Is There Gold In Your Garage?
Those clubs you no longer use have value. Here's how to find out how much
Those old golf clubs banished to your basement or garage aren't really golf clubs. Sure, they have a grip, shaft and head, but the moment they started gathering dust, they became something else: a gift card toward your next purchase.
The idea of trade-ins might be foreign to many golfers, but they bring American-dollar value. That TaylorMade r7 460 driver you bought two years ago? It's worth $62. And instead of breaking that Scotty Cameron Futura putter over your knee after that last four-putt, you might want to take the $59 trade-in instead. Clubs don't have to be recent to be worth something, either. If you have a set of beryllium copper Ping Eye2's you can bear to part with, they're currently fetching $209. That's right: Two. Hundred. Nine. Dollars.
Bottom line: If you're not trading in your old clubs, you're leaving money on the table. You're also not alone. Despite an increase in methods for consumers to avail themselves of trade-ins, estimates by several retailers indicate only 10 to 20 percent of new-club purchasers take advantage of the opportunity.
The reason is a lack of consumer education. The PGA.com Value Guide is used by more than 6,000 golf facilities. Large retailers such as Golfsmith, Edwin Watts, Dick's Sporting Goods and Golf Galaxy all take clubs in trade. Even some manufacturers, such as Callaway Golf with its Trade In! Trade Up! program, have stepped up. But consumers still have not entirely warmed to the idea.
"People need to wake up and realize those bags of clubs they never use have value," says Ken Morton Jr. of Haggin Oaks Golf Super Shop in Sacramento, Calif. "Only eight to 10 percent of our sales include a trade-in. That's not all that many." Part of the problem is mindset. Golf clubs are not a disposable item, but rather a durable good that retains some of its value. But for years equipment manufacturers -- primarily because there was no outlet for used clubs -- wanted consumers to view golf clubs as disposable. And consumers did.
The year 1999 marked a shift in that thinking. That was when Golfsmith launched its trade-in program by creating an online blue book on the trade-in value of golf clubs -- the first retailer to do so. "It took a while, but I think the industry finally realized that trade-ins were significantly important to the sale of new clubs," says Fred Quandt, senior VP of merchandising for Golfsmith. "Golf clubs are not like other products. They don't break or wear out. It's an aspirational purchase. Trade-ins help lower the barrier to that purchase. It's an area of steady growth."
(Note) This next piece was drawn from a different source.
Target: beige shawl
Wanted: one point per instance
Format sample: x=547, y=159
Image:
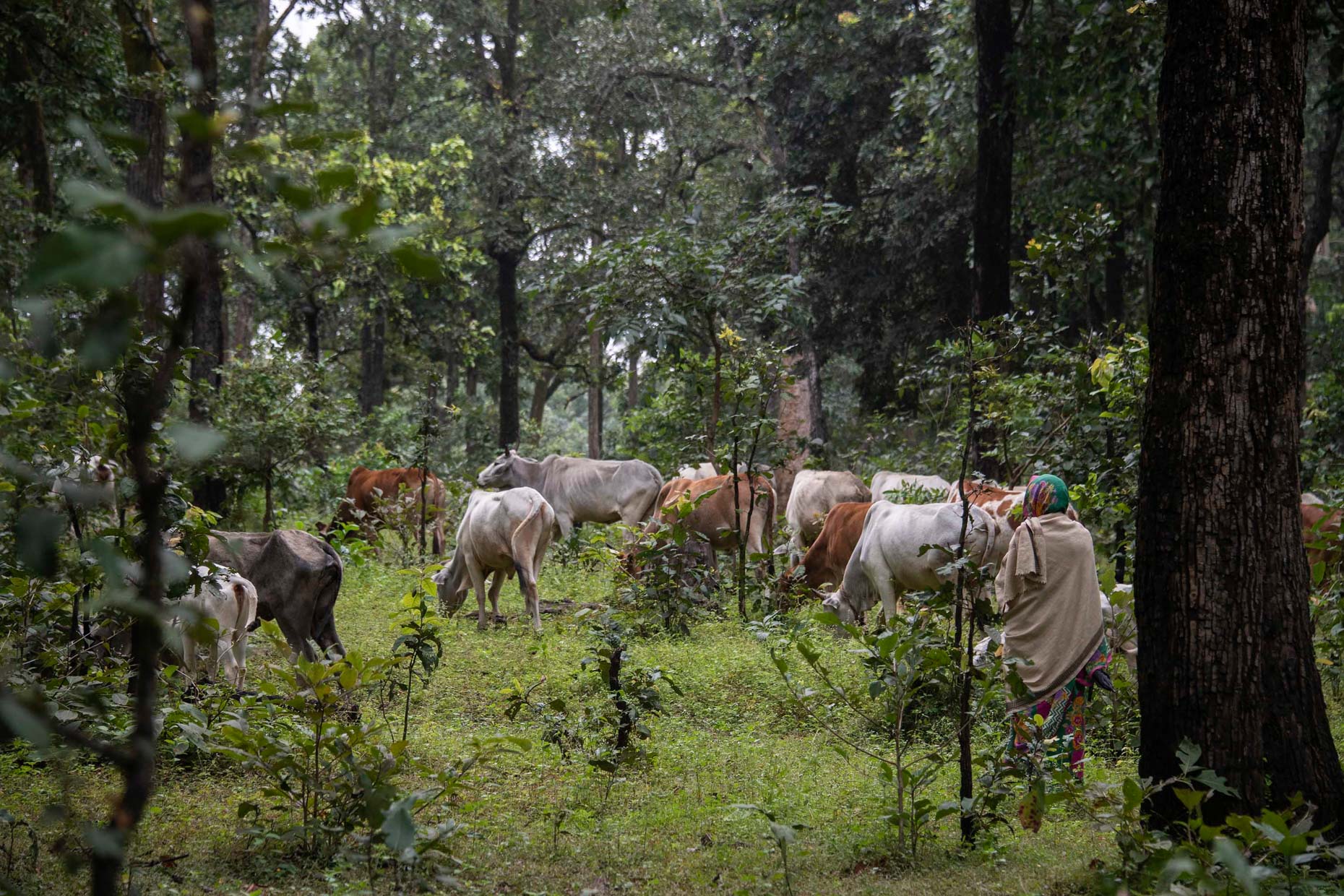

Three years later Callaway launched its Trade In! Trade Up! program to encourage golfers to upgrade to newer technology at a lower cost. "Many green-grass shops were not in the used-club business, and that meant it was difficult to trade in old clubs," says Greg Sabella, senior manager for woods for Callaway. "Our program allows shops to participate in an easy, low-hassle way while providing an opportunity for golfers owning used Callaway equipment to get rid of their old clubs, get value for them, and reduce the cost of a new-club purchase."
Still, while Golfsmith's and Callaway's efforts marked a beginning, trade-ins were limited in scope until 2003 when the PGA.com Value Guide (an online listing of used-club values derived from the selling prices of hundreds of thousands of clubs on auction site eBay) made its debut. Shortly thereafter the PGA Trade-In Network was established, providing PGA professionals the opportunity to effectively wholesale any club they took in trade. The pro would receive the amount listed in the Value Guide and send the club to the Trade-In Network where it would be sold online through 3balls.com (eBay's single-largest seller of golf equipment with more than 231,000 user reviews to date). At any given moment more than 2,000 auctions of used equipment are being conducted -- each a five-day auction with a 99-cent reserve (minimum bid) price. If that sounds like a risk, it isn't -- the average margin on re-sale is 35 percent.
But doesn't all that used product in the marketplace hurt new club sales? For years that was the thought, but it's not the reality. "The golfer looking to purchase used clubs is a totally different animal," says Morton. "You're not going to get them in a $299 driver, no matter what. But what you can do is get them in better equipment than what they might have bought otherwise -- equipment that might help them play a little better or help them enjoy what good shots they do hit. Long-term that might keep them in the game longer, and that's good for everyone."
Sabella adds that Callaway will do between $4.5 million and $6 million per year in business on Trade In! Trade Up! -- the result of 25,000 trades, each of which results in a new-club purchase. And while a lot of the evidence to date is purely anecdotal, Golf Datatech's John Krzynowek contends trade-ins are helping shorten the purchase cycle.